25 °C El retiro del estelar jugador abre puertas a la polémica en comparaciones con otros grandes bateadores como Omar Linares y Orestes Kindelán. En los juegos de este jueves, Camagüey volvió a encontrar la senda de la victoria
Anoche se retiró oficialmente del béisbol activo Osmani Urrutia, uno de los mejores bateadores que ha pasado por nuestras series nacionales.

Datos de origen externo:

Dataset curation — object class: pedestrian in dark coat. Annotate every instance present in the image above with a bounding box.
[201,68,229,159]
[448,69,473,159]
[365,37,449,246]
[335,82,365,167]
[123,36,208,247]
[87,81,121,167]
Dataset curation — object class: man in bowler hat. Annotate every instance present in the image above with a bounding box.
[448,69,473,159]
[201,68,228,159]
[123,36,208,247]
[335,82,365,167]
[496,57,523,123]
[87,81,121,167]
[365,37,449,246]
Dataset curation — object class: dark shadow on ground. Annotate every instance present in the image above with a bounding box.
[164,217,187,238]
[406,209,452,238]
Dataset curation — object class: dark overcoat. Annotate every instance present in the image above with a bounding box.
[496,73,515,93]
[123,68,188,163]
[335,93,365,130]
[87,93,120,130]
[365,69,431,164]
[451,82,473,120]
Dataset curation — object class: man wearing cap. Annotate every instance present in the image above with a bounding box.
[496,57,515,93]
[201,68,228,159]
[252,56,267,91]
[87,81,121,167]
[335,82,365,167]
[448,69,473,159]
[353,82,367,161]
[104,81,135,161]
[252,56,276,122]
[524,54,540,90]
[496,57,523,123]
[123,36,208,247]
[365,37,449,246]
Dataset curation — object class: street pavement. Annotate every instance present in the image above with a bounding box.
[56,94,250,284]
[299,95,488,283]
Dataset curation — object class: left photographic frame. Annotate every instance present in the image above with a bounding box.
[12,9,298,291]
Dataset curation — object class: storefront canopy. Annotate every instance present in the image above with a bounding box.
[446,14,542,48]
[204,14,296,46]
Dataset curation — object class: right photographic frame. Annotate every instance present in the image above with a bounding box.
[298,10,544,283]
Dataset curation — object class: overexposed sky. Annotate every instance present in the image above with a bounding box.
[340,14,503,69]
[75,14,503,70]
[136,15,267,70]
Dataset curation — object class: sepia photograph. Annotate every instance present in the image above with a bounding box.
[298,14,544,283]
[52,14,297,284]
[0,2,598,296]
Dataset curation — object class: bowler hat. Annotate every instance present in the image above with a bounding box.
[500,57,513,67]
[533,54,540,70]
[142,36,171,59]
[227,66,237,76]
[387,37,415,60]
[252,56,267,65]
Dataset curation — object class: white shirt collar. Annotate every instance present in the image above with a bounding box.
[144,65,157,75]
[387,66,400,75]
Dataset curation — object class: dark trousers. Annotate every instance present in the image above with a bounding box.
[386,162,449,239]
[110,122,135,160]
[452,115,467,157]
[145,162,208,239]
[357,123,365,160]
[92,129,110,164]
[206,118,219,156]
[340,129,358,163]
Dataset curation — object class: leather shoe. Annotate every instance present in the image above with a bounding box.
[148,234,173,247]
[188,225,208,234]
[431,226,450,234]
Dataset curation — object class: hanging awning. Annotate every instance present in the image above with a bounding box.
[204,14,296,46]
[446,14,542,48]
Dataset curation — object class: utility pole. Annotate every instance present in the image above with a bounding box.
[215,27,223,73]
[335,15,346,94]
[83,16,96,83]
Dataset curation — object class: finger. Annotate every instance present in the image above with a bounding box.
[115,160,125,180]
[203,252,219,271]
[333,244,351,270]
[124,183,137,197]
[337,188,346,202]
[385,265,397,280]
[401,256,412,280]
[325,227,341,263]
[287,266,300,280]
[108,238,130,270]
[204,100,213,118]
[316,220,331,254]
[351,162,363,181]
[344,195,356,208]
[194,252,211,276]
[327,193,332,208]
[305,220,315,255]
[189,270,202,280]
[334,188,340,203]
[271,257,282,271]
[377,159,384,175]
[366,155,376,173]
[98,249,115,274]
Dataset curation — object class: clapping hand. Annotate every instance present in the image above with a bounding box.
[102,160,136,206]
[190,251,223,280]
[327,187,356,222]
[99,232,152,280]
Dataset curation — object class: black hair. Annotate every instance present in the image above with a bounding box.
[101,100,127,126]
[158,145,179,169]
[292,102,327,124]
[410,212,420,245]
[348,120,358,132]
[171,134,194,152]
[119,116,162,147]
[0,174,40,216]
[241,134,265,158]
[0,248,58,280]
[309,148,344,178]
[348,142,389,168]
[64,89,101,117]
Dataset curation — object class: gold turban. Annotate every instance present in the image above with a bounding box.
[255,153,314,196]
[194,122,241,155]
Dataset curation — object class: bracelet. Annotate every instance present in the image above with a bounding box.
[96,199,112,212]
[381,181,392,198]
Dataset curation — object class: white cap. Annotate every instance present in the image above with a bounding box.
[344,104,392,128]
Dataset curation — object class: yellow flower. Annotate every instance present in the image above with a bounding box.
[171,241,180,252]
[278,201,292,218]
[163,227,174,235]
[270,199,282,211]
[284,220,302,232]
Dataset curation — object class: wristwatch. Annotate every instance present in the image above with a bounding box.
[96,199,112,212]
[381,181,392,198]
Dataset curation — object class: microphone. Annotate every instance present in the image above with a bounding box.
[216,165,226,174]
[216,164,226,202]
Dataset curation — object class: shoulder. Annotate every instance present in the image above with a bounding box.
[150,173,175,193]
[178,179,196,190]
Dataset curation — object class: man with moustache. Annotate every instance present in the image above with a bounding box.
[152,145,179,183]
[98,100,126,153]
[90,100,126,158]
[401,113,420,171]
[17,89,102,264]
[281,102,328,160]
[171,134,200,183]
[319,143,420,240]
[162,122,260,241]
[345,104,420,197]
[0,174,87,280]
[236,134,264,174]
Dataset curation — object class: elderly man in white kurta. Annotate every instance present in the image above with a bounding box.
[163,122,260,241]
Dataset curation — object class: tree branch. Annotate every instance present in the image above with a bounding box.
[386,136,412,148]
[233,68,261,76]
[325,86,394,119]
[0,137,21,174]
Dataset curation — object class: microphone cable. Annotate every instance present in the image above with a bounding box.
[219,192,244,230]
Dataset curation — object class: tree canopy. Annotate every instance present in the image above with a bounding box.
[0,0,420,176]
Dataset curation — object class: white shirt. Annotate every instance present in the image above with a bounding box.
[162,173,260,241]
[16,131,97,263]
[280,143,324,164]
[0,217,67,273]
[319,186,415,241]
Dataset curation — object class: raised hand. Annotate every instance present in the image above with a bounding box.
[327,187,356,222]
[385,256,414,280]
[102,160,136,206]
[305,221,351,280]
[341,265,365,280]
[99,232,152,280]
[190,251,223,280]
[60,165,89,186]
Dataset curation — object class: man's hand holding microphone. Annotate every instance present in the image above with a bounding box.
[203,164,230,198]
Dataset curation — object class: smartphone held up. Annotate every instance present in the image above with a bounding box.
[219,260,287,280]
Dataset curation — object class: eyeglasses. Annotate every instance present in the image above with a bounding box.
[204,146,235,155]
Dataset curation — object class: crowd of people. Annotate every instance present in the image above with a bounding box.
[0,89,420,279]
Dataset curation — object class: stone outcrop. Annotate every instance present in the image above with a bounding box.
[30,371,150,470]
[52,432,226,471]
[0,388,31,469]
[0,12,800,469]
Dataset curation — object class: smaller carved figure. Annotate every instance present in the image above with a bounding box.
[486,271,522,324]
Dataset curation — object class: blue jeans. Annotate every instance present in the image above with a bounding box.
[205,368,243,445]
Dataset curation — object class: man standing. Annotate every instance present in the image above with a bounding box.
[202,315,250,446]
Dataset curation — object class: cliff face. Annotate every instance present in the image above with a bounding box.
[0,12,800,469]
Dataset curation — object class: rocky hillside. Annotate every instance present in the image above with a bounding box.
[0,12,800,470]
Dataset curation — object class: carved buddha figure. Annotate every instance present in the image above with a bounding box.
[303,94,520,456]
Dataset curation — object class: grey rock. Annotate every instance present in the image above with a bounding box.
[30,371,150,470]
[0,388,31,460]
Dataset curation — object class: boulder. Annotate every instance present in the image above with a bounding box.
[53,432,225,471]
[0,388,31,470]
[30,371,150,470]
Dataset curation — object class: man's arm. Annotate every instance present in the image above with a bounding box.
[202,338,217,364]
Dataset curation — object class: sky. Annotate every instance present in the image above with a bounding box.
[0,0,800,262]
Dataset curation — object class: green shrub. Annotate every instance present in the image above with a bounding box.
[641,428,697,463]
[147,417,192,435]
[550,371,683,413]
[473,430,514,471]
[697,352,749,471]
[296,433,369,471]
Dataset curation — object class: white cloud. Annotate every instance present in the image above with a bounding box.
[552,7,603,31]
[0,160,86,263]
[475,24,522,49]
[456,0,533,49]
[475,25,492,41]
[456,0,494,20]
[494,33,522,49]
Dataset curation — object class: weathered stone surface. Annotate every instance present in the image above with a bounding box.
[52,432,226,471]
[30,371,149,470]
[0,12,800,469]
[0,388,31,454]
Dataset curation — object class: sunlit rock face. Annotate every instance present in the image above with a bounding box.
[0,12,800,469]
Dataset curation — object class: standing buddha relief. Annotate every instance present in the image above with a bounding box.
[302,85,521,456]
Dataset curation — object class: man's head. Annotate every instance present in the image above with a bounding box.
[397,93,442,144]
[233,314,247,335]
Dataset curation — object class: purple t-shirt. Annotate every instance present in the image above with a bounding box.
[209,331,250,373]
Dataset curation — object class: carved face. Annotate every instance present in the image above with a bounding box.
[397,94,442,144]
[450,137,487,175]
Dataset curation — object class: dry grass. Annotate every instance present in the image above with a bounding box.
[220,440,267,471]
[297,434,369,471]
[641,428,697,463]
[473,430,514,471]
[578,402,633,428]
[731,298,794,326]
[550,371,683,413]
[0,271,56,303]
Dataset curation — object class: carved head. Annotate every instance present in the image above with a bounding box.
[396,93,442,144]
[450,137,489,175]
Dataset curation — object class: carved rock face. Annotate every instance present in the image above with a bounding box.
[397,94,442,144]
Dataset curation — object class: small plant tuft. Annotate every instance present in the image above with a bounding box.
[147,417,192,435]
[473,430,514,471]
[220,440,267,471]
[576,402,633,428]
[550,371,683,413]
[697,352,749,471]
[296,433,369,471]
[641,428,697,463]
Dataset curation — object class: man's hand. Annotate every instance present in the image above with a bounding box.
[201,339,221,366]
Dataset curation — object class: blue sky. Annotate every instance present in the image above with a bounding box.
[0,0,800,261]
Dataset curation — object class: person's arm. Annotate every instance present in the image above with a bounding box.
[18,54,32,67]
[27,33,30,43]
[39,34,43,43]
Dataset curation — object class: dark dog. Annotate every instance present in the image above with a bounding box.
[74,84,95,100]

Pero al irse, el tunero dejó una gran polémica servida sobre la mesa.
Desde que Osmani comenzó a sacarles el forro a las pelotas, llovieron las comparaciones con Omar Linares y otros temibles bateadores, porque es difícil decir quién ha sido el mejor de todos los tiempos.
Urrutia tiene el más alto average en un torneo cubano, sea nacional o selectiva, pues promedió .469 (121 hits en 258 veces al bate), durante la temporada 2003-2004.
Además, el tunero fue seis veces el líder de los bateadores en series nacionales, cinco de ellas en forma consecutiva, entre los años 2000 y 2005. En esos cuatro primeros campeonatos, bateó por encima de 400. Para colmo, también lo hizo en 2006 (.425), pero esa vez Michel Enríquez promedió .447 y le quitó el título.
Antes, Linares había ganado cinco coronas de bateo en series nacionales y una en la selectiva de 1992. Asimismo, Don Omar superó en siete ocasiones la barrera de los 400 puntos.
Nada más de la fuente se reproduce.